I’m not good at persuasion. I often get pushback and disagreement with the ideas I advocate. But, while I’m not good, I’m less bad than I used to be. I’ve learned a few things in that time.
Years ago I had a 1:1 with my then-boss. I had been mulling over an idea for weeks, and I was finally ready to talk about it. I pitched it to him. He had some questions, and we talked it through. And then… he wasn’t convinced. It’s not that he thought it was a bad idea. He just wasn’t ready to say it was a good enough idea that I should go and do. I was frustrated. How did he not see what a good idea it was. Then I had an epiphany. It took me six weeks to come to a conclusion, and I was expecting him to make that same journey in twenty minutes? The lesson I took away was that it takes time for people to get comfortable with an idea. You can’t rush them through the process.

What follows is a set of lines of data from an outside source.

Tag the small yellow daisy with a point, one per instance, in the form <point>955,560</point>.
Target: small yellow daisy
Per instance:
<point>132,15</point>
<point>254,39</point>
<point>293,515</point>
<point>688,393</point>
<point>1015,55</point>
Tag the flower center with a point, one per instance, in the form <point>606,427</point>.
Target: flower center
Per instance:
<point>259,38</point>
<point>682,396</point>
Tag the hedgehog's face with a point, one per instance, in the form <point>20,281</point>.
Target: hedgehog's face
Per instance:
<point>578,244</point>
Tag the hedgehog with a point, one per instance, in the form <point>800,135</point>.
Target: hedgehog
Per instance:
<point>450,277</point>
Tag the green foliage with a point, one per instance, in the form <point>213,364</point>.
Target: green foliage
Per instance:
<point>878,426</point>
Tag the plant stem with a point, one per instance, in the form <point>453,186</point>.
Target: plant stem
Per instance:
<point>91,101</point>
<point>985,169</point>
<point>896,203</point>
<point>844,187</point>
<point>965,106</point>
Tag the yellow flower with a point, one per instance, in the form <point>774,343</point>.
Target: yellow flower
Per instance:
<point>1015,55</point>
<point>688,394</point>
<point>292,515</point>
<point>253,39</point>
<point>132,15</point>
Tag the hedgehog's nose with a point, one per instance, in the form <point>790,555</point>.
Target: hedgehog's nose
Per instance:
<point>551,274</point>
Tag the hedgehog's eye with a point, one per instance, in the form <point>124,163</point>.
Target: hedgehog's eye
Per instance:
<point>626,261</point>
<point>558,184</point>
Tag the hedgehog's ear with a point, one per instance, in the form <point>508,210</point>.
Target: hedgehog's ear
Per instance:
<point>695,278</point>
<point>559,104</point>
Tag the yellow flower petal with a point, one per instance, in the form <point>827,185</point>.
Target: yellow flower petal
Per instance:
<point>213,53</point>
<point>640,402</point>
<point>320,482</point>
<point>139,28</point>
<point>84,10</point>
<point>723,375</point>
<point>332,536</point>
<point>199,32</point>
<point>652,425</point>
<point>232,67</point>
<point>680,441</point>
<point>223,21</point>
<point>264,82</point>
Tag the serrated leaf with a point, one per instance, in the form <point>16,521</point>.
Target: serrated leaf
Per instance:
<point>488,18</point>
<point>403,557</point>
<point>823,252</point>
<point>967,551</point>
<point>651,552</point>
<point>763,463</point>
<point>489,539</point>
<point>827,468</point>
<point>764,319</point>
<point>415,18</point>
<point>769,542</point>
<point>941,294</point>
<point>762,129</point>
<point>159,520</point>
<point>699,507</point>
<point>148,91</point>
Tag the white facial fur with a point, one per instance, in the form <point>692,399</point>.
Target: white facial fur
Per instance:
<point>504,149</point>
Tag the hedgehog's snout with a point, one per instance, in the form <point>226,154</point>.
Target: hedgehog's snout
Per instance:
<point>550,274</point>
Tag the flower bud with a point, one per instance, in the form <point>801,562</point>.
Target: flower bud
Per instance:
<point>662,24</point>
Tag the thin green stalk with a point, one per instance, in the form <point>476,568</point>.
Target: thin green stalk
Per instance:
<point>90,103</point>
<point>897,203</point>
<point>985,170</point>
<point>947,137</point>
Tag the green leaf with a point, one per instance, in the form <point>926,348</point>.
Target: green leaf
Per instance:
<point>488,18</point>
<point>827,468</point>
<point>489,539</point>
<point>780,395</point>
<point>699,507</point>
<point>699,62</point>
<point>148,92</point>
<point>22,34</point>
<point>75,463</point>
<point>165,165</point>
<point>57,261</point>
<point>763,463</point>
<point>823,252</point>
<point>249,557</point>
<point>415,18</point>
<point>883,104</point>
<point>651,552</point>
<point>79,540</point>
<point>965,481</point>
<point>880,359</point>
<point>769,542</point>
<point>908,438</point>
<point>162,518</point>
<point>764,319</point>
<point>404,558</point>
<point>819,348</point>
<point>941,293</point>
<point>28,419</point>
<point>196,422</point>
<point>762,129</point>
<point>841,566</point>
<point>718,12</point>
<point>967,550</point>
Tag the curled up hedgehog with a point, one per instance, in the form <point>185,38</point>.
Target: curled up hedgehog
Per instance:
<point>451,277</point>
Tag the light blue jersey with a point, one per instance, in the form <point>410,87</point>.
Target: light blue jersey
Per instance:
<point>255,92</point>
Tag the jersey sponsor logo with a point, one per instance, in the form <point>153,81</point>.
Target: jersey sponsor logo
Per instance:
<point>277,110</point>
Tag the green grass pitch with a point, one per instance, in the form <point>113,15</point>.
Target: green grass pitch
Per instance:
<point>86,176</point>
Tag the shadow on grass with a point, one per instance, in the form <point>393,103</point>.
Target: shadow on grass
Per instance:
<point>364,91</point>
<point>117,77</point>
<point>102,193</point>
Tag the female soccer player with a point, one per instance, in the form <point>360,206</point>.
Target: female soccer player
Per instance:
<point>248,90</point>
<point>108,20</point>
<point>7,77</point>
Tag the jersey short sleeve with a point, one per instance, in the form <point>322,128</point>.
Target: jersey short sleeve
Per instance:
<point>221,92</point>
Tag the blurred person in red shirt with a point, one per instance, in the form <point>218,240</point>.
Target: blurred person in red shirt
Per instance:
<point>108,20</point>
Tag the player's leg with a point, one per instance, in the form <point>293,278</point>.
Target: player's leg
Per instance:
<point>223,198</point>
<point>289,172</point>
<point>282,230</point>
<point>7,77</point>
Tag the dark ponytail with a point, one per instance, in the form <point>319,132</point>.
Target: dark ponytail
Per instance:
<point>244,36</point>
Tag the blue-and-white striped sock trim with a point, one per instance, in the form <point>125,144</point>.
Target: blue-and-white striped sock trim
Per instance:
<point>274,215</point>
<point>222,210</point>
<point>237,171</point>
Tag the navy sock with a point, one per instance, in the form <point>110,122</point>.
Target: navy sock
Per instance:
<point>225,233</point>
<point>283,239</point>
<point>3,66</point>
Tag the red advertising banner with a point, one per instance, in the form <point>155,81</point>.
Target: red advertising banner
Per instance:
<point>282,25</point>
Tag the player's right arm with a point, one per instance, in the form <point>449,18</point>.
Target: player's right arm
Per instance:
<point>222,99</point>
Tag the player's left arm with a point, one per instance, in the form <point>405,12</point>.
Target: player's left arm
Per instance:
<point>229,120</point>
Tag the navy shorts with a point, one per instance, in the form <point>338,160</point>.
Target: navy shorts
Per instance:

Another lesson I’ve learned is that people need to hear an idea multiple times. As much as we might like to believe that facts only need to be stated once, it’s just not true. Repetition matters. Repeating an idea increases familiarity. When people hear an idea more times, they’re more comfortable with it, and they’re more able to conceive of it becoming a reality. This one is difficult for me, because I’m often worried about pushing too hard and coming on too strong, but I might be overcompensating. The important thing here is spacing it out. Take a break between repetitions. Days, weeks, sometimes months. And talk about other things; don’t just be about one thing.
Another tactic I’ve learned is ineffective is dropping the bomb. I blame television and movies, where in some dramatic scene our hero shocks and awes the audience and converts them to a hitherto unthinkable point of view. That’s not drama, that’s fantasy. You don’t want to introduce a new idea to decision-makers in a group setting. Group dynamics favor conservatism. Group discussions can easily get lost in the weeds. Discussions in general often lose a sense of proportion, but it’s harder to regain control in a group than one on one. Before the group discussion, talk to the stakeholders one at a time. Understand what they care about, what they need. Outline your idea. Get their feedback. Understand their concerns and disagreements and try to adapt. If it works, then you can go into the meeting with everything lined up. If it doesn’t, it’ll be frustrating, but it won’t be nearly as frustrating as swinging and missing in front of a dozen people.
It’s frustrating to have to do all this “extra” work. Why can’t they just get it? I don’t know, but I have a clue based on how easily I am persuaded of things, which is to say, not very easily. It’s just hard. People take time to adjust to new ideas (see above), they need to become familiar with them them, and they’re conservative, social animals who behave differently in groups than they do on their own. You can’t change any of that. But you can change whether you’re going to attempt the easy route of ineffective tactics, or whether you’ll grind out the extra effort needed to actually have a chance at succeeding.